In the beginning, I accepted that they didn’t include me, because I was new to the group and hadn’t grown up with any of them, or in their town for that matter. I was originally from the same town, but had moved in grade school, so my opinions and observations of the area really didn’t count. I’m not really “from” there then.
I eventually mentioned it to my ex, after about seven years of hearing “remember that time” for the umpteenth time. I wondered out loud if any of them had made any new memories, maybe something interesting had happened since they turned 21?
Why didn’t they ever talk about the camping trips we took together, when the raccoons stole fruit out of our coolers and we put up heavy cotton tents in the dark in 90 degree heat? Or relive the time it was so cold that a neighbor camper slept in their truck and ran the engine all night – much to the irritation of one of our guys, who let them know in very colorful language around 2am – and we all decided that to stay warm that night we should all sleep naked? (the guys obviously came up with that idea)
Or how about the vacation we took with one of the couples and the creepy hotel room in Memphis, with the scuzzy pool, and we arrived too early to check in after driving all night to get there? Maybe even the party where I first hung out with my ex, the night we both went along with most of the people from the bar that were part of a wedding earlier in the day, to one of the couples’ house to keep the party rolling, and the crazy fight that ensued later where furniture went flying through the front window (along with one or two people), and I slept on the floor of a bedroom so I wouldn’t disturb anyone?
It’s not as if I wasn’t around, or didn’t participate in a life that they were all currently living, for the last twenty or more years. I just didn’t count. I didn’t make the cut.
I wasn’t an original player, or a “founding member” of his fan club. And looking back on it all now, they were all part of their own fan club – the “popular kids” from high school, all grown up now, but still living in the past.
A collective fantasy of forever high school.
The fact that most of his friends had married someone from their high school, and he didn’t, wasn’t lost on me. It made me uncomfortable at first, the feeling that I had to try harder to be accepted, and yet I never got it quite right. I went to the wrong school, in the wrong town, and at the wrong time – I had graduated two years before most of them.
No, I was never part of the “remember that time” conversations, I was just the captive audience, and eventually I stopped playing the game. I stopped participating in the peanut gallery to cheer, laugh and be amazed by them all. I finally made it clear to my ex after a long while, that I was over the whole tired practice of it all, and had no desire to attend another class reunion alongside him to re-meet his old school friends – not only do I get to stand there, smiling like an idiot listening to the same stories over again while they puff out their chests and slap each other on the back or laugh hysterically at their own antics, but I get the added bonus of him most likely ignoring me the entire night, and often times, not even bothering to introduce me to the his fringe fan club.
That’s a fun time, who wouldn’t want to miss that??
My ex would even go out of his way sometimes to point out that I had no idea what was so funny, or interesting, or great about whatever story because I wasn’t there to experience it.

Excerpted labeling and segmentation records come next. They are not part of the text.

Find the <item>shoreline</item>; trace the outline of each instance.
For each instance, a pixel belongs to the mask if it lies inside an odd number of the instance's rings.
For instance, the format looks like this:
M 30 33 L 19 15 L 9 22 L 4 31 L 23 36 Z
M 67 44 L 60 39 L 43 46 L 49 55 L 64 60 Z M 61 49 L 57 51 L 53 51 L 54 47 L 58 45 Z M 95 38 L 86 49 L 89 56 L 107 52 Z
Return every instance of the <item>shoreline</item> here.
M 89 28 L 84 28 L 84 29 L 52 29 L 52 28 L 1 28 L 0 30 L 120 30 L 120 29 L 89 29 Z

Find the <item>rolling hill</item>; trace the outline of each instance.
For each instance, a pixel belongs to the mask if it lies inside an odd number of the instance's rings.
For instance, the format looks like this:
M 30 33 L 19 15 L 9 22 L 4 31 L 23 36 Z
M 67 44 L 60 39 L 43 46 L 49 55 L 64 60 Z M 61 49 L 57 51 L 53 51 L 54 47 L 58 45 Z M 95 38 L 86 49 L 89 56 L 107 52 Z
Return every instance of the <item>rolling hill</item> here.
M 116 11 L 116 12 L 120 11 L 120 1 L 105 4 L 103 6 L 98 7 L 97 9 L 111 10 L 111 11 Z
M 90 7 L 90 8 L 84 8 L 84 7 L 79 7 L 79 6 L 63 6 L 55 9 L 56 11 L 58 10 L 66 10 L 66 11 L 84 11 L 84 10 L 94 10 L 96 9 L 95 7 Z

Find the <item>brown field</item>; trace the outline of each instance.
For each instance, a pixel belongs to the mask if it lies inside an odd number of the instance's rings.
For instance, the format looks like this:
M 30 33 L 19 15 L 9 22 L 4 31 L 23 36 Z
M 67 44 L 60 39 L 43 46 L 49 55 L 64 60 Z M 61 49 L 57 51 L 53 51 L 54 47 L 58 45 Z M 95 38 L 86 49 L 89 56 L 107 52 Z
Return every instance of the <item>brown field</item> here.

And many times he would recount a story that involved me – maybe I was even at the center of the action – and still manage to leave me out of it entirely. Somehow he or another friend had saved the day, found the answer, had the great idea or made the hysterical comment. I would honestly sit there and wonder how that was even possible…how did I remember being there, at the heart of the story, and not make the final version? How could he leave me out of it entirely? It would make me question my own memory, searching back to recall details to reassure myself, only to think that maybe I wasn’t there at all or it didn’t really happen the way I remembered it.
But I do remember when…even if they never remember me.